On Missed Opportunities

On Missed Opportunities

This week was a week of missed opportunities.

Missed the deadline for an abstract submission. Missed the deadline for a short story submission. Procrastinated on an overseas clinical elective and got rejected – it was a first-come-first-serve basis.

While I wish there was some valid excuse for these failings – some cataclysmic event or medical tragedy – the truth is that the fault was all mine. The deadlines were clear and I had lots of time to prepare. There were even people reminding me to submit them on time. But I procrastinated, thought I could do it all in the last moment, as I had done for so many other things, and paid the price.

One of my deepest early regrets is not spending more time with my dad when I could. I thought, despite medical warnings, that he would live forever; that seeing him at hospital wasn’t as important as homework or playing computer games. There would always be time later. I think in some gentle way he encouraged that illusion; he never sat me down and told me that our window of time together was rapidly shrinking. I think he didn’t want to hurt me.

The day he died and the illusion shattered, I cried for a long time. There were so many opportunities to hug him, tell him I loved him, to ask about his life. The saddest windows close when the people you love slip away.

You would think his death would be a lesson to wake up and not let life idly pass me by. But I guess I’m a slow learner.

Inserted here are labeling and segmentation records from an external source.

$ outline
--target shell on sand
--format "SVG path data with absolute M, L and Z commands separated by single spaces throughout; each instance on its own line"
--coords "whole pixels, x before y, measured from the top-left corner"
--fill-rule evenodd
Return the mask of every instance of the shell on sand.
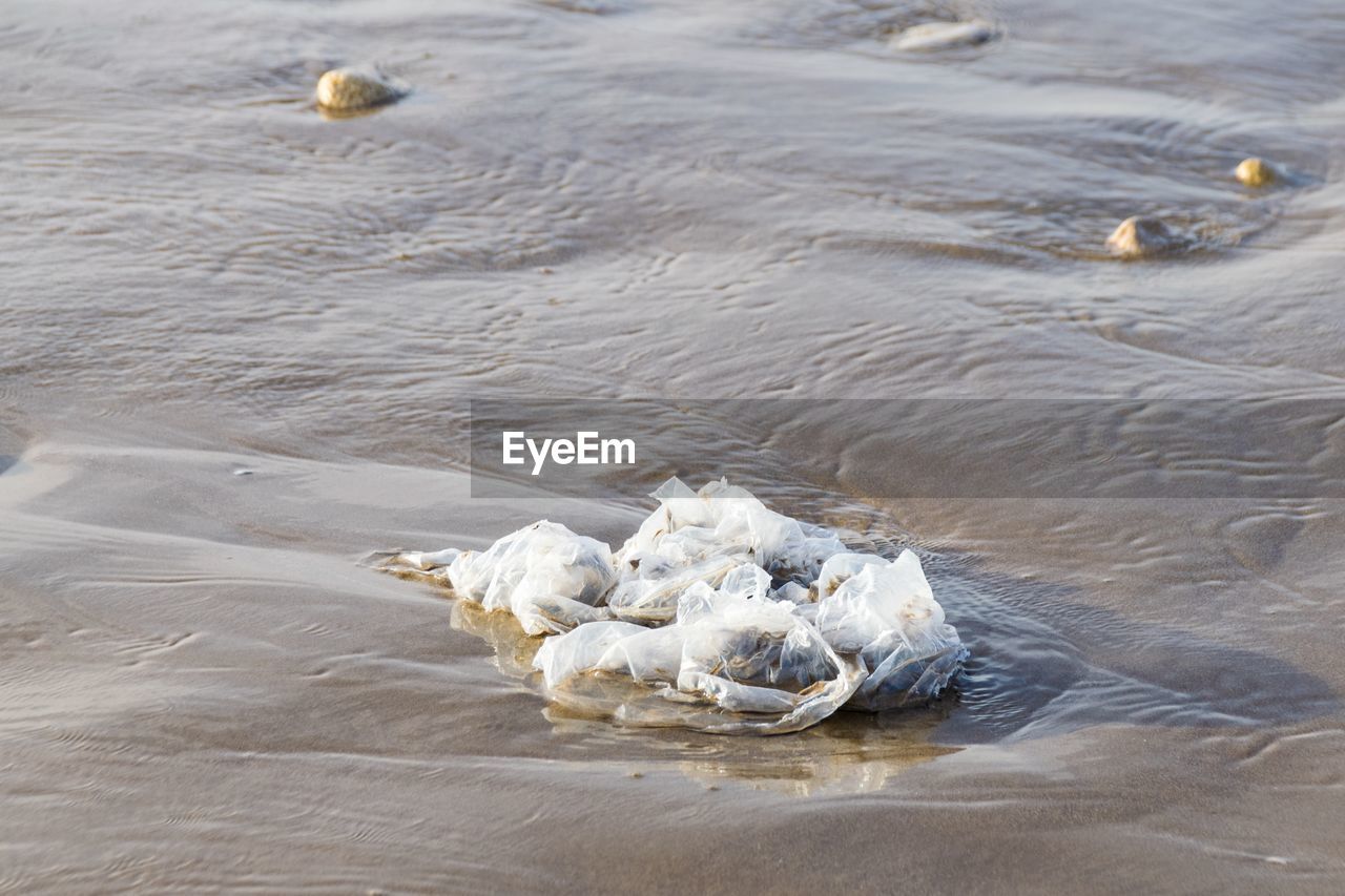
M 331 112 L 373 109 L 406 93 L 406 87 L 371 66 L 332 69 L 317 79 L 317 105 Z
M 893 50 L 946 50 L 948 47 L 971 47 L 995 36 L 989 22 L 928 22 L 898 32 L 892 39 Z
M 1263 159 L 1252 156 L 1237 163 L 1233 176 L 1248 187 L 1264 187 L 1275 180 L 1275 170 Z
M 1155 256 L 1181 245 L 1181 237 L 1158 218 L 1126 218 L 1107 237 L 1107 248 L 1122 258 Z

Paul Graham writes in Life is Short:

“The usual way to avoid being taken by surprise by something is to be consciously aware of it. Back when life was more precarious, people used to be aware of death to a degree that would now seem a bit morbid. I’m not sure why, but it doesn’t seem the right answer to be constantly reminding oneself of the grim reaper hovering at everyone’s shoulder. Perhaps a better solution is to look at the problem from the other end. Cultivate a habit of impatience about the things you most want to do. Don’t wait before climbing that mountain or writing that book or visiting your mother. You don’t need to be constantly reminding yourself why you shouldn’t wait. Just don’t wait.”